WebDec 31, 2013 · Camptothecin (CPT) is a water-insoluble tryptophan-derived quinolone alkaloid and is a lead compound for two FDA (Food and Drug Administration) approved antineoplastic drugs, irinotecan and... WebJul 4, 2024 · Camptothecin resistance is determined by the regulation of topoisomerase I degradation mediated by ubiquitin proteasome pathway. Proteasomal degradation of …
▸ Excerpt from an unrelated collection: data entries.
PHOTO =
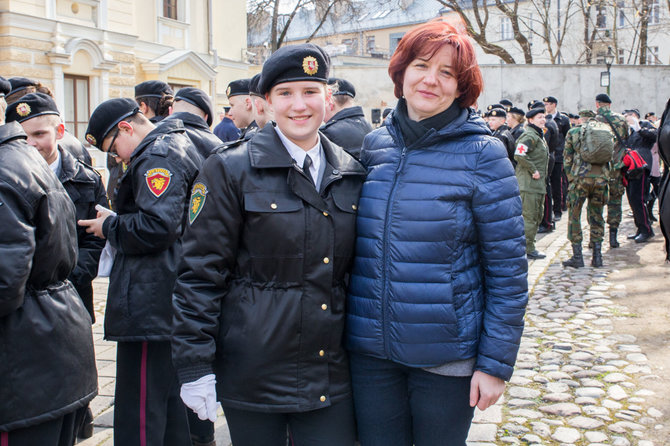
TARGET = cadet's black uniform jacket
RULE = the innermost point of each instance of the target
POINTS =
(47, 363)
(84, 186)
(261, 291)
(152, 199)
(198, 132)
(347, 128)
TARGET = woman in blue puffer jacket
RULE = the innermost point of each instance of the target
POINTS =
(439, 286)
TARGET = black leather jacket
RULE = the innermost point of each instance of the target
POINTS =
(198, 132)
(261, 291)
(347, 128)
(84, 186)
(47, 363)
(152, 201)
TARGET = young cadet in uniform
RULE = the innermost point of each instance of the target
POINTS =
(152, 202)
(345, 124)
(532, 157)
(585, 181)
(616, 188)
(47, 371)
(194, 108)
(259, 303)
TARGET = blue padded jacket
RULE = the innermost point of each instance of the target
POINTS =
(440, 272)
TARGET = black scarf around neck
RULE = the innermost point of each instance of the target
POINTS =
(412, 131)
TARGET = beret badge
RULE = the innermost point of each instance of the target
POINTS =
(310, 65)
(23, 109)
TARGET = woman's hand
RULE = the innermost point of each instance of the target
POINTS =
(485, 390)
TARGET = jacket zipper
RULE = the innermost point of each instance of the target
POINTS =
(385, 253)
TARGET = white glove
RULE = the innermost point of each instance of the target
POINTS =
(200, 396)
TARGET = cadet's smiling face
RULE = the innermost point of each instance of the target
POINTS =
(299, 108)
(43, 134)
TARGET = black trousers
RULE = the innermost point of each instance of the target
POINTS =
(59, 432)
(636, 191)
(148, 410)
(330, 426)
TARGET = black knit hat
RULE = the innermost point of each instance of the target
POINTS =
(292, 63)
(31, 106)
(106, 116)
(604, 98)
(344, 87)
(238, 87)
(152, 89)
(197, 97)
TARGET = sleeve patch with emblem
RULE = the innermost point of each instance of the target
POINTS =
(198, 197)
(521, 149)
(158, 180)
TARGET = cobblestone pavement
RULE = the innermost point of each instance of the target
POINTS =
(576, 382)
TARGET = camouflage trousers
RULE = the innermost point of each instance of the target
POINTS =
(616, 191)
(578, 192)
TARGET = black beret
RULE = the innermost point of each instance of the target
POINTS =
(31, 106)
(152, 89)
(238, 87)
(197, 97)
(292, 63)
(604, 98)
(5, 87)
(506, 102)
(344, 87)
(106, 116)
(253, 85)
(21, 83)
(498, 112)
(517, 111)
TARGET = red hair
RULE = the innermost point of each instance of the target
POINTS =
(428, 39)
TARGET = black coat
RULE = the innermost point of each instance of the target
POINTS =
(47, 363)
(347, 128)
(146, 234)
(261, 291)
(84, 186)
(197, 131)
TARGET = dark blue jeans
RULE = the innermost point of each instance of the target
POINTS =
(397, 405)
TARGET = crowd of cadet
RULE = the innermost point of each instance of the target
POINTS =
(235, 255)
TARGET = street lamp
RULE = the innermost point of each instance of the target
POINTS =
(605, 76)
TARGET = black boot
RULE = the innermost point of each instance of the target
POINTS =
(597, 258)
(577, 260)
(613, 242)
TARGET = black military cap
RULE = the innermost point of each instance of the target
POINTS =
(31, 106)
(238, 87)
(534, 111)
(604, 98)
(253, 85)
(21, 83)
(516, 110)
(152, 89)
(506, 103)
(344, 87)
(291, 63)
(197, 97)
(5, 87)
(106, 116)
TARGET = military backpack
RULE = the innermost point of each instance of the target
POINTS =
(597, 142)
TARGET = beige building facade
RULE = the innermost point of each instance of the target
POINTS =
(87, 51)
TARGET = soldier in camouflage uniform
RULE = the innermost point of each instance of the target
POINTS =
(586, 181)
(532, 157)
(616, 188)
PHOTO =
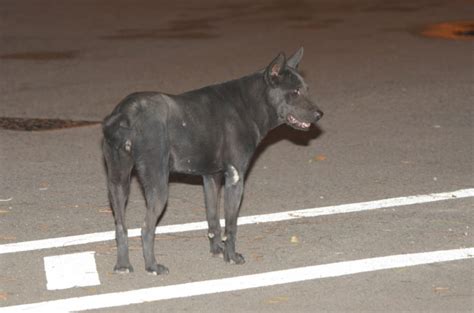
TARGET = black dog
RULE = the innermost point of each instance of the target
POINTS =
(212, 132)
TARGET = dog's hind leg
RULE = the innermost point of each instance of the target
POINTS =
(212, 188)
(119, 167)
(153, 172)
(234, 188)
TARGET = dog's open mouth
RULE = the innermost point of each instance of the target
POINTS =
(293, 121)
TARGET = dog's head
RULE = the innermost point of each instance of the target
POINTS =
(288, 93)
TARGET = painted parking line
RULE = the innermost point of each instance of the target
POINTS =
(71, 270)
(244, 220)
(267, 279)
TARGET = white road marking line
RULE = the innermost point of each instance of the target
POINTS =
(244, 220)
(71, 270)
(206, 287)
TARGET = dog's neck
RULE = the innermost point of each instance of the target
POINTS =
(253, 93)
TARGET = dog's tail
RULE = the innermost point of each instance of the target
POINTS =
(118, 131)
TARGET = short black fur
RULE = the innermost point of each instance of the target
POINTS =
(212, 132)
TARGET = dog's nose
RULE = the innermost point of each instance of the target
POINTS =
(318, 114)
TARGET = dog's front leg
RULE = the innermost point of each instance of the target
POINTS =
(232, 199)
(212, 187)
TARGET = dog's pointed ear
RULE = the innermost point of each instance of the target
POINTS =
(295, 59)
(274, 70)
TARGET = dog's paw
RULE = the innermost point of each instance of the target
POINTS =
(123, 269)
(157, 269)
(217, 250)
(234, 258)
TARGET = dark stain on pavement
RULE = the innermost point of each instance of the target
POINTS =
(198, 28)
(40, 55)
(40, 124)
(454, 30)
(202, 21)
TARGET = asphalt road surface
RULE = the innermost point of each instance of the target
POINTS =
(398, 123)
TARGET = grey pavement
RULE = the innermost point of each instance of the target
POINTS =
(398, 121)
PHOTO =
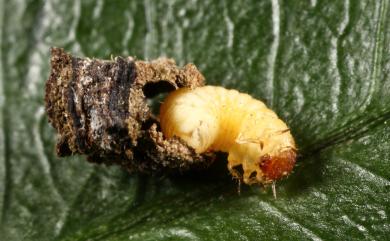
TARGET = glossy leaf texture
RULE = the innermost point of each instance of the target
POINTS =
(323, 66)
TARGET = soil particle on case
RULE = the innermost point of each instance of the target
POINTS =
(99, 109)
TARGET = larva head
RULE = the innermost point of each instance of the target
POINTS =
(267, 150)
(277, 166)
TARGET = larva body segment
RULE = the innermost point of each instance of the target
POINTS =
(213, 118)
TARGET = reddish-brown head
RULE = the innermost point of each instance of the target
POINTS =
(278, 166)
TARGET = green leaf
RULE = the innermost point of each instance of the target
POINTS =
(323, 66)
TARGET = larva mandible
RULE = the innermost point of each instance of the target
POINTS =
(211, 118)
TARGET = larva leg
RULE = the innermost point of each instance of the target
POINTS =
(255, 138)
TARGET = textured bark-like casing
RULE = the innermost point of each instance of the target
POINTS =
(99, 109)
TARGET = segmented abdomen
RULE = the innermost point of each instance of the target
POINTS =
(212, 118)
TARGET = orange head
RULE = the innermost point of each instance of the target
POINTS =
(277, 167)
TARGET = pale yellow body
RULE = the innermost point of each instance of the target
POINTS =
(213, 118)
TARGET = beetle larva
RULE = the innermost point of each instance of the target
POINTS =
(213, 118)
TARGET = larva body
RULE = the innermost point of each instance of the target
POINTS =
(213, 118)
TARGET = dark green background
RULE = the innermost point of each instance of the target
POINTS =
(323, 66)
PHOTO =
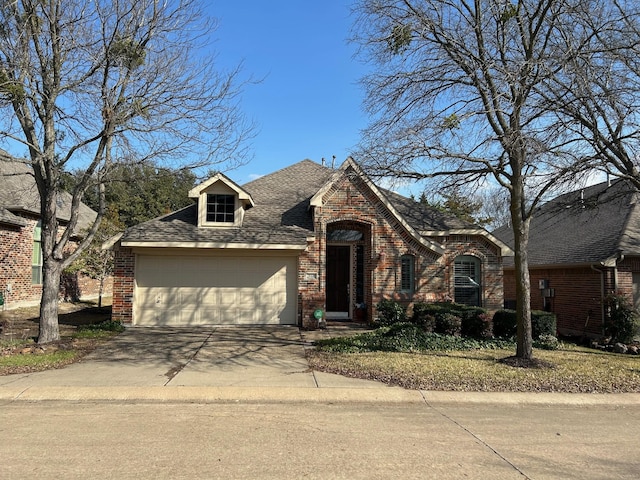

WebBenedetti P, Fiorani P, Capuani L, Wang JC. 1993 Camptothecin resistance from a single mutation changing glycine 363 of human DNA topoisomerase I to cysteine. Cancer Res … WebJul 4, 2024 · Broad-spectrum resistance in cancer cells is often caused by the overexpression of ABC transporters; which varies across individuals because of genetic single-nucleotide polymorphisms (SNPs). In the present study; we focused on human ABCC4 and established cells expressing the wild-type (WT) or SNP variants of human …

WebDec 5, 2024 · The highly toxic payloads, for instance, maytansine, camptothecin derivatives, auristatin, or doxorubicin are recommended to choose in the conjugates. 9 Finally, ... At the same time, the drug resistance, the recurrence and metastasis of cancer still seriously threaten the health of the patients. 34 Therefore, it is urgent to design highly ...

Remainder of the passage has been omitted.